Here, as in Troy, I'll keep me free man still, 930
And, as I may, will grace a hero's part.
Thee, lady, outraged by thy nearest kin,
Will I, so far as such young champion can,
Right; so shall my compassion buckler thee.
Ne'er by her father slain shall be thy child, 935
Once called my bride. I will not lend myself
To be thy lord's tool in his subtle plots;
Else this my name, though it have raised no steel,
Shall slay thy daughter:—and the cause thereof
Thy lord! My very blood were murder-tainted, 940
If this maid, suffering wrongs intolerable,
For my sake and my marriage be destroyed,
With outrage past belief unmerited.
So were I basest among Argive men,
A thing of nought,—and Menelaus a man!— 945
Sprung of no Peleus, but some vengeance-fiend,
If my name shall do butchery for thy lord!
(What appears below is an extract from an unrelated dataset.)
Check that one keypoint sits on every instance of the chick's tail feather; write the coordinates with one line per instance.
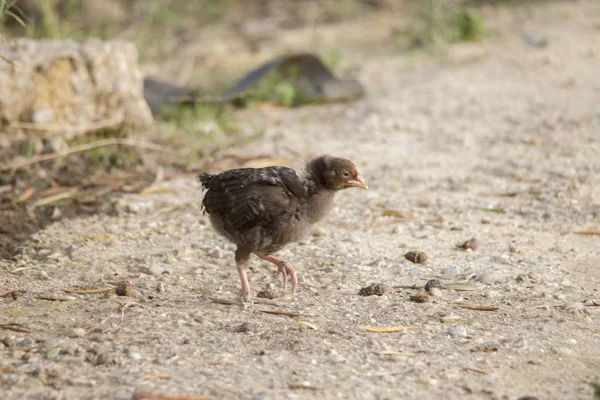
(204, 178)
No, by the foster-son of Ocean's waves,
Nereus, the sire of Thetis who bare me,
King Agamemnon shall not touch thy child— 950
Not on her robe to lay a finger-tip!
Else half-barbaric Sipylus[1] were a city,
Whence sprang the line of yonder war-chief's house,
And Phthia's name were nowhere named of men.

  1. In Lydia. The Greek, in view of all that the word πόλις implied to him, scorned to apply it to what he regarded as mere collections of dwellings of semi-savages.